Tuesday, May 13, 2014: 08:30
Gilchrist, Ground Level (Hilton Orlando Bonnet Creek)
R. Hayashi, H. Nakazawa (Toyohashi University of Technology), K. Sawada (Electronics-Inspired Interdisciplinary Research Institute (EIIRIS), Toyohashi University of Technology, Toyohashi University of Technology), M. Ishida (Toyohashi University of Technology, Electronics-Inspired Interdisciplinary Research Institute (EIIRIS), Toyohashi University of Technology), H. Ishii (Toyohashi University of Technology), K. Machida (Tokyo Institute of Technology, NTT Advanced Technology Corporation), C. Wang, K. I. Iida, M. Saito, and S. I. Yoshida (Graduate School of Medical Sciences, Kyushu University)
  Sensing of bacteria is attracting a great deal of interest to avoid an outbreak of bacterial infection [1, 2]. The sensors used for this purpose should integrate at least two functions in a small volume: trapping bacteria and detecting them such as by a photo detector on a chip, as schematically illustrated in Fig. 1. We successfully devised a microfluidic chip with Si-pillar structure for trapping Legionella pneumophila (L. pneumophila) that is widely known as one of a pathogenic bacterium and confirmed its effectiveness by observing fluorescence produced by the trapped L. pneumophila [1].  In the chip, Si pillars work as a kind of sieve in which the introduced L. pneumophila cells are captured.
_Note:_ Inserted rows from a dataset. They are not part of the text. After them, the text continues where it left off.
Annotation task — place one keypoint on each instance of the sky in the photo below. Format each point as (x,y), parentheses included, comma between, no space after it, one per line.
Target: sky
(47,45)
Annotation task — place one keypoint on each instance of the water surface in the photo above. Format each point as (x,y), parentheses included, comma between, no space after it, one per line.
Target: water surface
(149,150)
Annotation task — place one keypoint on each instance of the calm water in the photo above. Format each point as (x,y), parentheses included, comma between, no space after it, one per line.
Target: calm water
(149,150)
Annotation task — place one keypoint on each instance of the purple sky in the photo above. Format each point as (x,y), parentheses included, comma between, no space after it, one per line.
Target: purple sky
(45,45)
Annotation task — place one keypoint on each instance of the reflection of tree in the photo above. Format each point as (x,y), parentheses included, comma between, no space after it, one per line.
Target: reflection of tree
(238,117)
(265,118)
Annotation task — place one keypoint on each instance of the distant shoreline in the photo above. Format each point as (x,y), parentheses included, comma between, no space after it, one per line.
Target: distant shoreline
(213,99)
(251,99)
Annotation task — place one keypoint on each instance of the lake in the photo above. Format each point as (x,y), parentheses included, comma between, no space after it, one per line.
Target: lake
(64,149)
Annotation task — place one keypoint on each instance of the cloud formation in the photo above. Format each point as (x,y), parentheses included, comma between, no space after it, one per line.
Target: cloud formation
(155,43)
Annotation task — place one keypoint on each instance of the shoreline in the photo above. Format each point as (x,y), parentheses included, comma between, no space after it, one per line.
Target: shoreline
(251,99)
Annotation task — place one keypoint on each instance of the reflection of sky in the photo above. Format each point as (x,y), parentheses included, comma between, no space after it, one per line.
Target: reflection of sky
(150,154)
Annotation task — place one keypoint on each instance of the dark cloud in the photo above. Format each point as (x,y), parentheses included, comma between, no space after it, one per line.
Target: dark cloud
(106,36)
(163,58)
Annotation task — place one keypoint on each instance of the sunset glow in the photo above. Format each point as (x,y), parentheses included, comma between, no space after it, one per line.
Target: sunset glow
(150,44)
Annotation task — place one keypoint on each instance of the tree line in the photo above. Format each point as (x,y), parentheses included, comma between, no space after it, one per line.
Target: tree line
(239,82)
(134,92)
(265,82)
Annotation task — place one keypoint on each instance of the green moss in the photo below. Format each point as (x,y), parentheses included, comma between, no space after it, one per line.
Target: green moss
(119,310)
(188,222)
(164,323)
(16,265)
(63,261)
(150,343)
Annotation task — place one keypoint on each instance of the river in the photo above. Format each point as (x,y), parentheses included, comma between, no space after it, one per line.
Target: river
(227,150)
During the course of this study, we further found that L. pneumophila might emit fluorescence just when they are squeezed in a narrow space such as one surrounded by the Si pillars, although its detailed mechanism is still unclear.

  The Si-pillar structure was indeed effective for trapping L. pneumophila, however, the amount of L. pneumophila cells trapped in the Si pillars was not necessarily sufficient to observe fluorescence because the introduced L. pneumophila cells were stuffed at the inlet side of Si pillars as shown schematically in Fig. 2(a). To solve this problem, we put L. pneumophila cells in a narrow space surrounded by glass microbeads instead of Si pillars as shown in Fig. 2(b).  Figure 3 illustrates how L. pneumophila cells are squeezed among the beads in a microfluidic chip: We previously make a mixed suspension of L. pneumophila cells and the beads, and then inject them into a microfluidic chip having protrusions which work as stoppers both for the cells and the beads. This method enables us to expect the observation of fluorescence from almost all the L. pneumophila cells injected into the chip.

  The microfluidic bacterial trap chip was fabricated by using poly(dimethylsiloxane), (PDMS), in which the depth was 30 um, the channel between stoppers was 10 um (Fig. 4). We made a mixed suspension consisting of 1x106 cells of L. pneumophila, 5×107 microbeads with the diameter of 7 um, and 1 mL of pure water. After injecting the 1 mL of mixed suspension into the chip and making the cells densely packed among the beads, the fluorescence was observed by a fluorescence microscope. Spectroscopic analyses of the fluorescence showed that the shape of the spectrum for the mixture of the cells and beads are different from that of the beads and PDMS as shown in Fig. 5,  indicating that the L. pneumophila cells packed densely among microbeads emit fluorescence.

  In summary, making narrow space by microbeads instead of Si pillars is effective way for detecting the fluorescence from L. pneumophila. Applying this simple microbeads approach paves the way for making L. pneumophila sensor by the combination with a photo detector.


[1] K. Katsube, et al., Abstract ac12000224, APCOT 2012, Nanjing, China (2012).

[2] M. F. Bolanos, et al., Proc. SSDM2013, p. 860, JSAP, Fukuoka, Japan (2013).